Denn die Stromerzeugung in Deutschland wird mit steigendem Anteil wetterabhängiger Sonnen- und Windenergie schwankungsanfälliger und weniger planbar. Gleichzeitig steigt der Stromverbrauch. Dies gilt insbesondere für Süddeutschland, wo der Strombedarf wegen der vielen Industrieunternehmen besonders hoch ist. Der geplante Bau zweier Stromtrassen aus Nord- und Ostdeutschland in den Süden liegt – nach dem Muster anderer Großprojekte in Deutschland – hinter dem Zeitplan.

Eine Umfrage des Onlineportals Verivox aus dem September deutet darauf hin, dass der Gedanke an einen längeren Stromausfall für die Mehrheit der Bevölkerung bislang tatsächlich keine Rolle spielt. 65 Prozent der Befragten gaben demnach an, sich noch nie mit dem Thema befasst zu haben. Doch auch von den übrigen 35 Prozent sah demnach knapp die Hälfte keinen Anlass für persönliche Vorbereitungen. Ein Beispiel wäre ein Vorrat von Kerzen, Lebensmitteln und Bargeld.
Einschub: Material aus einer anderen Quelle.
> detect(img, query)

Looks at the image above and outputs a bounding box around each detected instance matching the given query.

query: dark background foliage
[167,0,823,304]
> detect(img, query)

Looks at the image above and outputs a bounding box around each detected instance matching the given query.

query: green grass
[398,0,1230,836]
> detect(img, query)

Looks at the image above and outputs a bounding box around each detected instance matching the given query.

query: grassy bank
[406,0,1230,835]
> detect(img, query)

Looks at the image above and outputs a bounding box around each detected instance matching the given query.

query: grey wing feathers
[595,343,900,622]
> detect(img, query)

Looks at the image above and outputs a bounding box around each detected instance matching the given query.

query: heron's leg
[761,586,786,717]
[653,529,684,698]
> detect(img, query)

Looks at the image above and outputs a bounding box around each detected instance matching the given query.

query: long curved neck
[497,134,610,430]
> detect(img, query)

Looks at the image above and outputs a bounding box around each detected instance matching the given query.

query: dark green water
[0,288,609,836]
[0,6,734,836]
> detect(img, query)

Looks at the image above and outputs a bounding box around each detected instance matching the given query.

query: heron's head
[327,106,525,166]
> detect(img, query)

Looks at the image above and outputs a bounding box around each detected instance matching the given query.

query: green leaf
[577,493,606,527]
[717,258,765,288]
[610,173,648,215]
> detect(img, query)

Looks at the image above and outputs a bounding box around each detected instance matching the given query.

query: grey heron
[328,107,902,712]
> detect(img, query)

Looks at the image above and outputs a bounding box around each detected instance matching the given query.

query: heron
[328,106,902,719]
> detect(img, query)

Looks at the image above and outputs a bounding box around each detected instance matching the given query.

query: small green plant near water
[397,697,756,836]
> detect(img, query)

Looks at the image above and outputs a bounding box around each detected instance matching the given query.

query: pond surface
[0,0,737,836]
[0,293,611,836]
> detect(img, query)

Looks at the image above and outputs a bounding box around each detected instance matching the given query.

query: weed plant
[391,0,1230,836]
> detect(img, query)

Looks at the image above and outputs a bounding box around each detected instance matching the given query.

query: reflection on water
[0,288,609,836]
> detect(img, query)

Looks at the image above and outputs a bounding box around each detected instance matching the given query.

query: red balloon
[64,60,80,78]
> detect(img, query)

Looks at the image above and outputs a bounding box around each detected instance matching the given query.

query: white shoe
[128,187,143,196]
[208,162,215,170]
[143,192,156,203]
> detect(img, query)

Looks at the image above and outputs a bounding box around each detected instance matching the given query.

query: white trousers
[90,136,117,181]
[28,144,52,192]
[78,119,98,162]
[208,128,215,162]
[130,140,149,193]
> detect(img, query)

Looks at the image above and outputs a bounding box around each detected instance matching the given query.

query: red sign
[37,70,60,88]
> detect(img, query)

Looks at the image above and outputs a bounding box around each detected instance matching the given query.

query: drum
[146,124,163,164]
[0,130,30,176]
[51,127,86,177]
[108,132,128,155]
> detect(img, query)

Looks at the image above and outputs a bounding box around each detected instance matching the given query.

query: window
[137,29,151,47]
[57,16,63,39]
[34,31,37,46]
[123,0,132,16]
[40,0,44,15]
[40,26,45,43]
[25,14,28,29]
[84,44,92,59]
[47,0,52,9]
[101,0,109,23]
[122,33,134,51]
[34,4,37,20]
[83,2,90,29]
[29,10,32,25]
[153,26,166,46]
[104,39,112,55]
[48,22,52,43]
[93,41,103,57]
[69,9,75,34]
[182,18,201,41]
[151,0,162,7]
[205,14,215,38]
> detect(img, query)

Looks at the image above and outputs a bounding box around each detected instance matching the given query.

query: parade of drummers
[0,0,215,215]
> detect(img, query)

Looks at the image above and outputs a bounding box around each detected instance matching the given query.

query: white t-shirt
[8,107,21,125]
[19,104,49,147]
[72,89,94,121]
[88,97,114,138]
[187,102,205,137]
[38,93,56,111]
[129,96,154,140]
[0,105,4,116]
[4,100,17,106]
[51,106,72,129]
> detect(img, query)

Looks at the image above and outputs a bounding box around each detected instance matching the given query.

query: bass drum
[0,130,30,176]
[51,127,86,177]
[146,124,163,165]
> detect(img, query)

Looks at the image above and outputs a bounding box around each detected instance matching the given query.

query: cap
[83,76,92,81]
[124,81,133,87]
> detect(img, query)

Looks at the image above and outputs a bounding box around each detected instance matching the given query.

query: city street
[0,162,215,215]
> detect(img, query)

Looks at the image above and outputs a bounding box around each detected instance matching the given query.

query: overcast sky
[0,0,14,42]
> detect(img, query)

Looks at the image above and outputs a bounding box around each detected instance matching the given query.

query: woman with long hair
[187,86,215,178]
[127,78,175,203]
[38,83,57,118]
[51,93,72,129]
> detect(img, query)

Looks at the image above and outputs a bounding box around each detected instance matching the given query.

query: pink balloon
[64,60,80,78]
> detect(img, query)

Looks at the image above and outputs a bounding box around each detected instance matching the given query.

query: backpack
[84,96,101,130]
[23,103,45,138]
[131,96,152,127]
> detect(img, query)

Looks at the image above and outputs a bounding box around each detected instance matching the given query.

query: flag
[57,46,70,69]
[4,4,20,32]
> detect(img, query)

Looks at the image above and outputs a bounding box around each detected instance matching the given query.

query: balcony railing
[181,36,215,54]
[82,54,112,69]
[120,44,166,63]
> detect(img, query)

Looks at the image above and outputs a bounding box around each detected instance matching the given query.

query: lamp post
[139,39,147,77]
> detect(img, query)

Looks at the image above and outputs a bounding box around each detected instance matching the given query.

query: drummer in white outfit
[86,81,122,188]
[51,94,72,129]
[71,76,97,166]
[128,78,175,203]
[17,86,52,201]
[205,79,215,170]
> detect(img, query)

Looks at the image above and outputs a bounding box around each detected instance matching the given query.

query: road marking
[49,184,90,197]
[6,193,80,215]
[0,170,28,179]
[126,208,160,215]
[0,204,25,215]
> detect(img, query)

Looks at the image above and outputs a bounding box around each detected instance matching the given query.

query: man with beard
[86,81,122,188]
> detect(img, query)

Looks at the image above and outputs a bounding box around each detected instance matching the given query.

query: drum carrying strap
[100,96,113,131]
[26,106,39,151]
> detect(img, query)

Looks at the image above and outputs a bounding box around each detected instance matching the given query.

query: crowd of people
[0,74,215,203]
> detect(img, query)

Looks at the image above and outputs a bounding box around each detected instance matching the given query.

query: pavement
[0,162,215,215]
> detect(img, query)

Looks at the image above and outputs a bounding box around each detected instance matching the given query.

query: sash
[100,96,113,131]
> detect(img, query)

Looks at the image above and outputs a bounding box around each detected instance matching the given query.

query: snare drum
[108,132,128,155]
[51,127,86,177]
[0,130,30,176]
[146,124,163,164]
Was die finanziellen Schäden eines großen Blackouts betrifft, gibt es für Bürger und Unternehmen gleichermaßen nur begrenzte Möglichkeiten, sich vorbeugend zu schützen. „Manche Folgen eines Stromausfalls lassen sich mithilfe einer Versicherung auffangen, aber nicht alle“, warnt GDV-Hauptgeschäftsführer Asmussen. Wie bei der Pandemie wären die Schäden katastrophaler Blackouts nach GDV-Einschätzung zu hoch, als dass die Versicherungsbranche diese allein auffangen könnte. „Versicherbar sind vor allem Sachschäden wie verdorbene Ware oder die Folgen von Wassereinbrüchen oder Bränden“, sagt Asmussen.